Abstract
Background
Obese and overweight women are more likely to deliver a large infant or an infant with increased adiposity, however the underlying mechanisms are not well established. We tested the hypothesis that placental capacity to transport fatty acid is increased in overweight/obese women.
Methods
Fifty-seven pregnant women with body mass index (BMI) ranging from 18.4 to 54.3 kg/m2 and with uncomplicated term pregnancies were recruited for collection of blood samples and placental tissue. Maternal and fetal levels of non-esterified fatty acids (NEFAs) were measured in plasma. The expression and localization of CD36/fatty acid translocase (FAT), fatty acid transport protein (FATP)2, and FATP4 was determined in fixed placental tissue and in isolated syncytiotrophoblast plasma membranes from normal and high BMI mothers.
Results
Maternal and fetal plasma NEFA levels did not correlate (n=42). FATP2 and FATP4 expressions were approximately four-fold higher in the basal plasma membrane (BPM) compared to the microvillous membrane (P<0.001; n=7) per unit membrane protein. BPM expression of FATP2 correlated with maternal BMI (P<0.01; n=30); there was no association between CD36/FAT or FATP4 expression and maternal BMI.
Conclusion
The polarization of FATPs to the BPM will facilitate fatty acid transfer across the placenta. In overweight/obese pregnancies, the increased FATP2 expression could contribute to increased fatty acid delivery to the fetus and while we have no direct data we speculate that this could lead accelerated fetal growth or increased fat deposition.

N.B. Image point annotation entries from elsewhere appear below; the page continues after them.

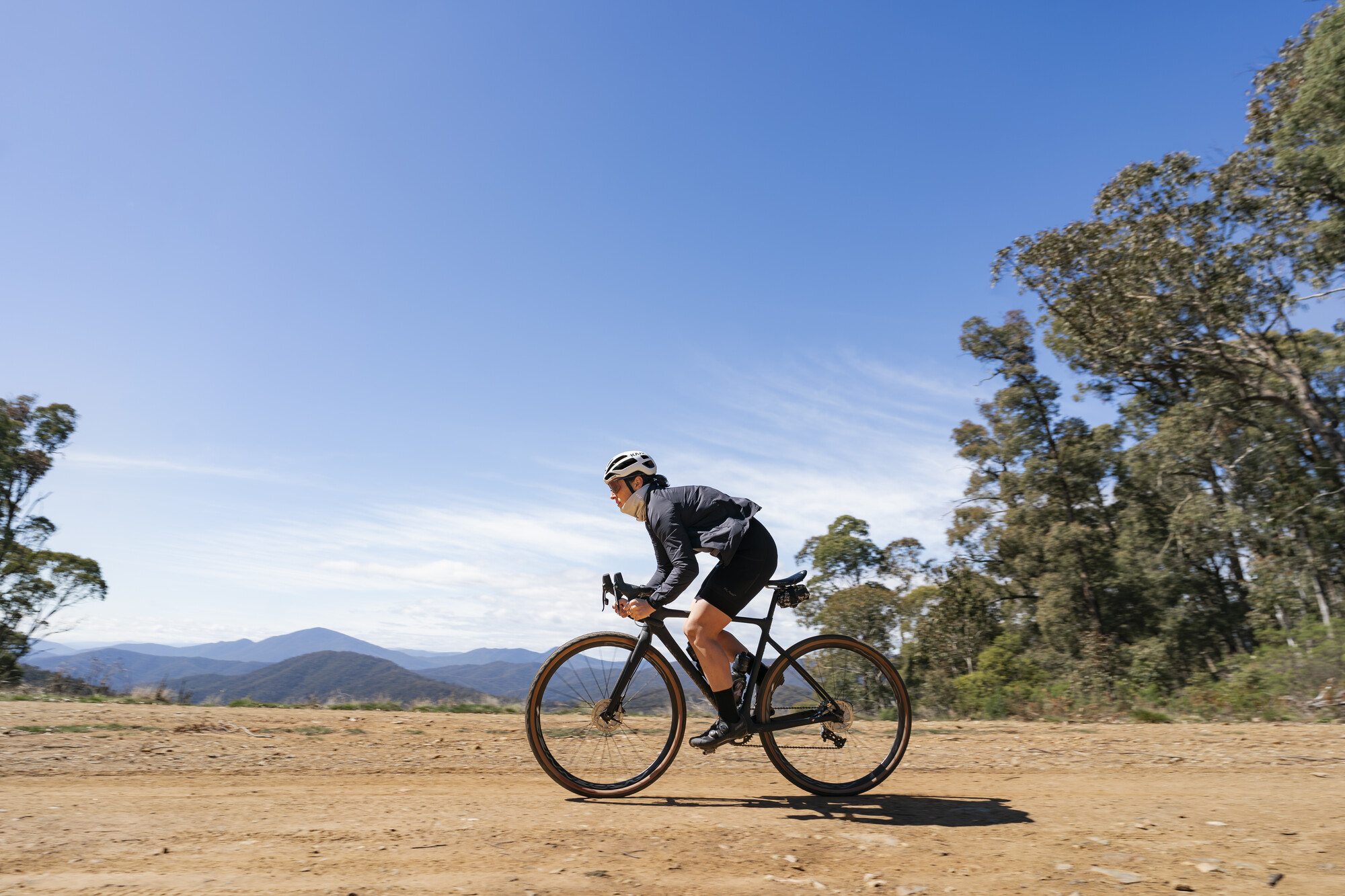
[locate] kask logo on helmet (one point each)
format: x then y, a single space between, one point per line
630 463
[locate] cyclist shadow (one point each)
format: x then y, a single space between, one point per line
867 809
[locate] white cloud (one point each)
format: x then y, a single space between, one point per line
115 462
808 443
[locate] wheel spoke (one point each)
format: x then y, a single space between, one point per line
576 744
840 756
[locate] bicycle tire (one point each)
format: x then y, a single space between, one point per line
570 669
878 697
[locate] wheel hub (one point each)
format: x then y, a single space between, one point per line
599 721
847 719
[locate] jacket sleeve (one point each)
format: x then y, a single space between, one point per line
677 565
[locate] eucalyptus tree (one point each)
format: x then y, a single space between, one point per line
36 583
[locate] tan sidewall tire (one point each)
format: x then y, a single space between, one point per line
777 756
535 715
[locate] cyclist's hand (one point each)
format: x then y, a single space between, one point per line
637 610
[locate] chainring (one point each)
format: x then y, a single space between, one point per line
847 719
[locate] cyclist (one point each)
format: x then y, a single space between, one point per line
684 521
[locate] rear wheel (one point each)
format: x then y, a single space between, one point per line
837 758
605 756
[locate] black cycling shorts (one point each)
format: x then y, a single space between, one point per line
731 587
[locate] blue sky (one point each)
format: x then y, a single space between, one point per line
357 299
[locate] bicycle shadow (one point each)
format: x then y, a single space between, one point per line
867 809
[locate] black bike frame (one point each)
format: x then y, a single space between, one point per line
654 627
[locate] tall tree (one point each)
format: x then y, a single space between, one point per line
860 589
36 583
1039 512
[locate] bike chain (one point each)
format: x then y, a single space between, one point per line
744 743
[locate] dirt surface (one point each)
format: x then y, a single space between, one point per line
455 803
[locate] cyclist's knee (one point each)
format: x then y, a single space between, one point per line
697 631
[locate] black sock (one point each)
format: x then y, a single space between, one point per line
724 702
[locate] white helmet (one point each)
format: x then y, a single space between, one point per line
630 463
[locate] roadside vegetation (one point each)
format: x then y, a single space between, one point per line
1188 557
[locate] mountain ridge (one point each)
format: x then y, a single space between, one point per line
326 676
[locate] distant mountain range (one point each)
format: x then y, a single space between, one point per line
323 677
127 669
149 663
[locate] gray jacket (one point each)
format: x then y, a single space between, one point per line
685 520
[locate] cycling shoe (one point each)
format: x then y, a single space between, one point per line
742 663
719 733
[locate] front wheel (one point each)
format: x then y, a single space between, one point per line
579 741
837 758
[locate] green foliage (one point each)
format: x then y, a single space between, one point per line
36 583
379 706
1190 557
848 599
470 708
1004 682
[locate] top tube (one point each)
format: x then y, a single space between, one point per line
664 612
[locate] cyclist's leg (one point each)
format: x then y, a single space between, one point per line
731 645
703 628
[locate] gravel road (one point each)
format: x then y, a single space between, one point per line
110 798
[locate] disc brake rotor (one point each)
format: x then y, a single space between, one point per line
847 719
606 724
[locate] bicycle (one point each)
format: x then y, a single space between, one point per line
606 713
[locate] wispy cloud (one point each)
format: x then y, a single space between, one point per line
808 443
115 462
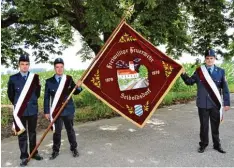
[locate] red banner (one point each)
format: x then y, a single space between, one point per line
130 75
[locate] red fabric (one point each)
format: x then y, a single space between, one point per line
127 48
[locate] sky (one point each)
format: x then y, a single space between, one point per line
73 61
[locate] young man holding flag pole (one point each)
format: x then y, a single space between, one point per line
211 82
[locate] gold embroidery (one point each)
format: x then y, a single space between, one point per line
126 38
96 79
168 69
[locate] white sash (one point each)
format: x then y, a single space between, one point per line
56 98
19 103
213 87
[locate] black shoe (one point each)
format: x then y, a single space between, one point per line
24 162
37 157
219 149
54 155
75 153
201 149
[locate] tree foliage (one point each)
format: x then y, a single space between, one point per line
47 27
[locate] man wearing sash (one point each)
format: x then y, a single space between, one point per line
211 82
23 91
57 89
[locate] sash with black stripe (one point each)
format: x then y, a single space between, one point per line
211 88
60 97
21 105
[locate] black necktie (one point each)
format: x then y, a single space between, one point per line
209 70
59 79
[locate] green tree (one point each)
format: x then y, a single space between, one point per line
47 26
143 71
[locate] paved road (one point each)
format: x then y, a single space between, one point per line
169 139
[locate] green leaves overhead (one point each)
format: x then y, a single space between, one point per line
47 27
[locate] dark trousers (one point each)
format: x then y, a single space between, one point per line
30 124
68 122
204 115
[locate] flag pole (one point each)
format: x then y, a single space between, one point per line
68 98
51 123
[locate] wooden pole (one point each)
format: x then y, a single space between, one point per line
48 129
68 98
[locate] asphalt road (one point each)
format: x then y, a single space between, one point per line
170 138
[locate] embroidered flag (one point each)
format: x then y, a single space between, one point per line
131 75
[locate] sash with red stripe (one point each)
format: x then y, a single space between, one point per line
60 97
21 105
211 88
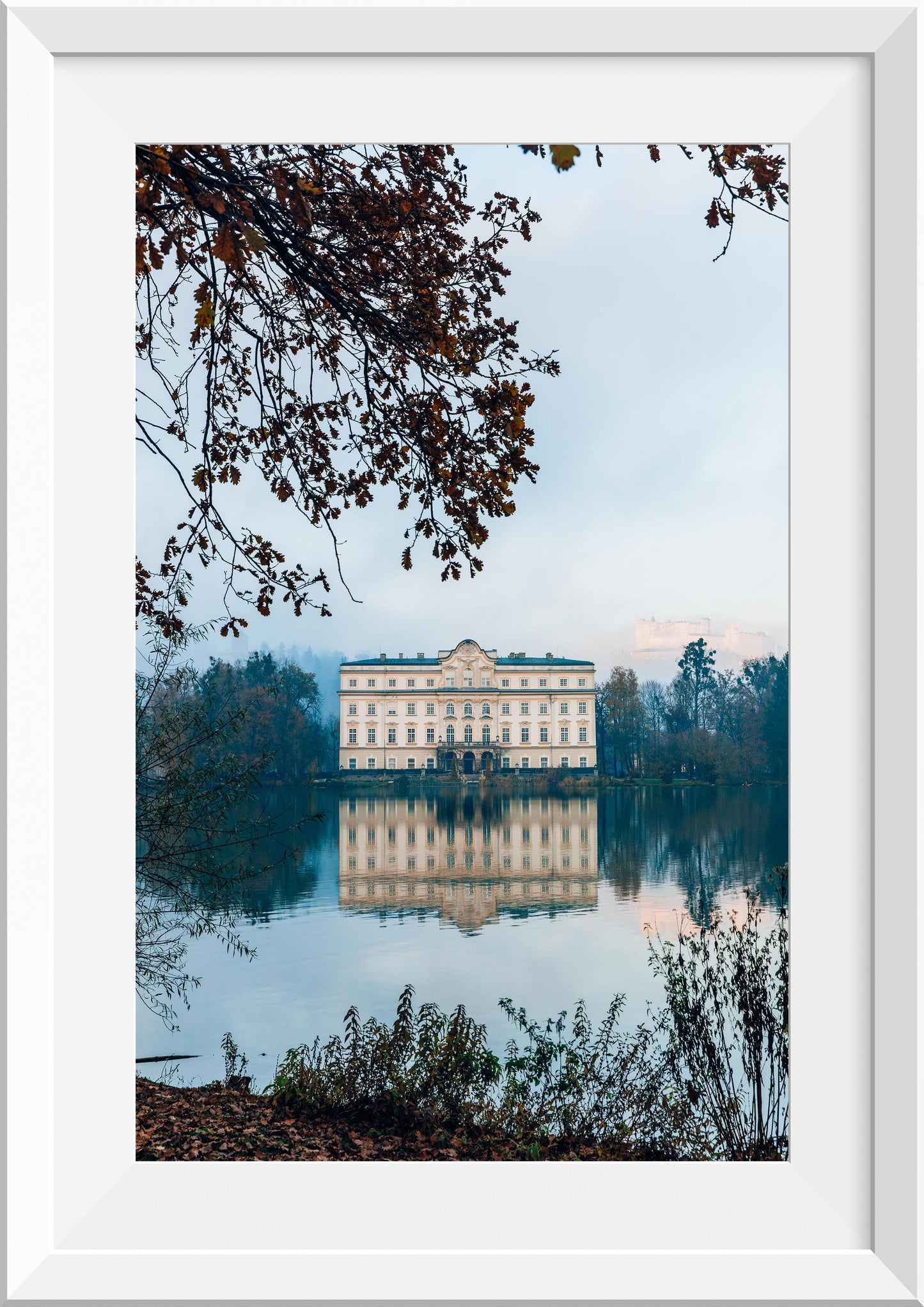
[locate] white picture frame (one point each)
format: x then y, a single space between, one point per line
842 1219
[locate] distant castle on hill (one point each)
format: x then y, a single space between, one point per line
657 641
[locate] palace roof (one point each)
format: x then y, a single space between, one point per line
435 662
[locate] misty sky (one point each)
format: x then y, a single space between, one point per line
662 446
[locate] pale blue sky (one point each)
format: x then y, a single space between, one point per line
662 446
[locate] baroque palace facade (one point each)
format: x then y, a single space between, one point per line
467 711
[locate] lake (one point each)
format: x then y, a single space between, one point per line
472 895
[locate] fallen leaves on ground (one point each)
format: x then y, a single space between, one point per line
217 1124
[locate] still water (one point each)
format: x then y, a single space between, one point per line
471 896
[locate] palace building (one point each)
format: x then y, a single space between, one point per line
467 711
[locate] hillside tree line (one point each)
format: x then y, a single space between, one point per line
703 726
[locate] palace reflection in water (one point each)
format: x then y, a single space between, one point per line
473 893
469 859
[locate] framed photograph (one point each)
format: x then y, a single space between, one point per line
523 549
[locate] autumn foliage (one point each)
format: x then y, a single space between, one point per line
324 317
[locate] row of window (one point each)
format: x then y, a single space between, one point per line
505 763
468 735
467 682
485 890
409 804
468 710
506 834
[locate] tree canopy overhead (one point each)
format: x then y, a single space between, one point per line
327 315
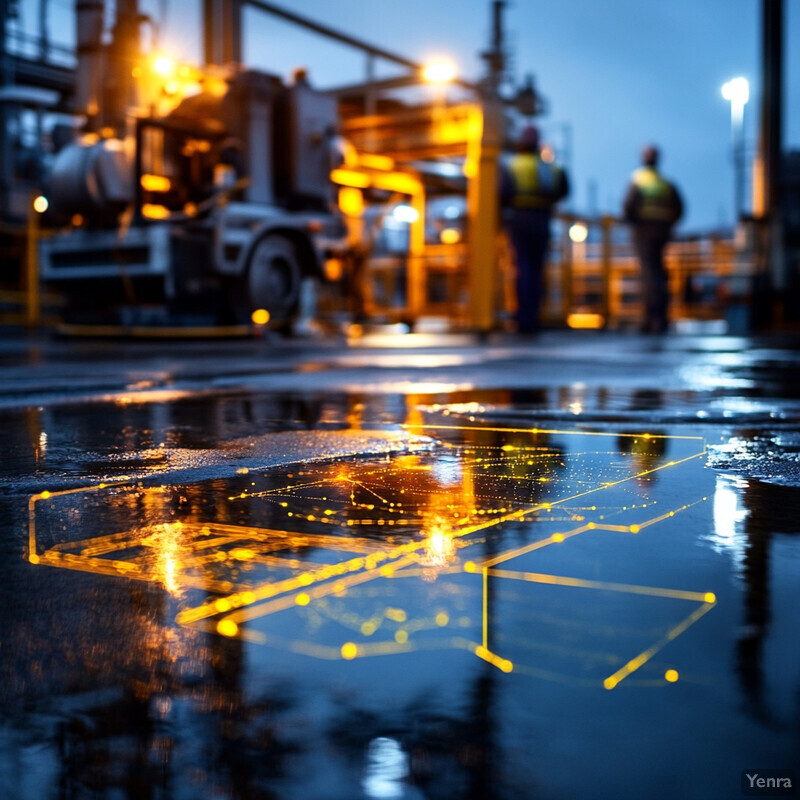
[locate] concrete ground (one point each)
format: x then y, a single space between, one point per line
203 544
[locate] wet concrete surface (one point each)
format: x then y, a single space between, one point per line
418 567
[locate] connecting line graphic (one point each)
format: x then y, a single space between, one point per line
204 556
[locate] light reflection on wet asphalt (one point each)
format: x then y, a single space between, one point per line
446 593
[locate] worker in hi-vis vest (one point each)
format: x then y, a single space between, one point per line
652 207
531 186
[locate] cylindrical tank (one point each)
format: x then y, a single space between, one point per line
93 180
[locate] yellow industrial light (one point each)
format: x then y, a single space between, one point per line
155 211
585 320
155 183
578 232
351 201
439 71
450 236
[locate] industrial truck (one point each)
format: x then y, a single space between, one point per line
211 203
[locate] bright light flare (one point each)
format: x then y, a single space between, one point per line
578 232
163 66
439 71
736 91
450 236
585 320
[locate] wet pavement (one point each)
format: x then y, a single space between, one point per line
420 567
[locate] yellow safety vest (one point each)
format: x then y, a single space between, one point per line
535 181
656 200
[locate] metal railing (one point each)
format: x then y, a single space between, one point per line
594 283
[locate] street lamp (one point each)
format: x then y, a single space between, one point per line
737 91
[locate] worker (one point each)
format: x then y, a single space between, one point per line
652 207
531 186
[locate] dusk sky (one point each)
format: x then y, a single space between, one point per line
616 74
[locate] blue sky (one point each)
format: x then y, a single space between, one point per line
616 74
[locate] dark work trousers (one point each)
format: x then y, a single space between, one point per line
649 239
529 229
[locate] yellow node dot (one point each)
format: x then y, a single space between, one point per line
227 627
349 651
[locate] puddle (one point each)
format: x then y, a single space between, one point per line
445 603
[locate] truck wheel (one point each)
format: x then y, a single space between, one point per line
271 280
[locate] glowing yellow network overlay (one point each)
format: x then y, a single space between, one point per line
433 548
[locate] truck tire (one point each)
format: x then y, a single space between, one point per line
271 280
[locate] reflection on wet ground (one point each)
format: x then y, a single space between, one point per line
481 594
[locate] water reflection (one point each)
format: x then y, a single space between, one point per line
237 635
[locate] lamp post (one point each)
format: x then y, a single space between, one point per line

Keywords: Placenta, Pregnancy, FATP, CD36/FAT, fatty acid transport
Introduction
Large numbers of women in developed countries like the USA are overweight or obese when they become pregnant [1, 2], and therefore they are more likely to deliver a large for gestational age infant [3, 4] or an infant with increased adiposity [5]. Large size at birth is associated with perinatal complications [6]. Furthermore, children of obese mothers are 2–3 times more likely to become obese themselves, an effect largely independent of birth weight [7]. Although the adverse short- and long-term consequences of maternal obesity on her offspring are well established [6], the underlying mechanisms are largely unknown.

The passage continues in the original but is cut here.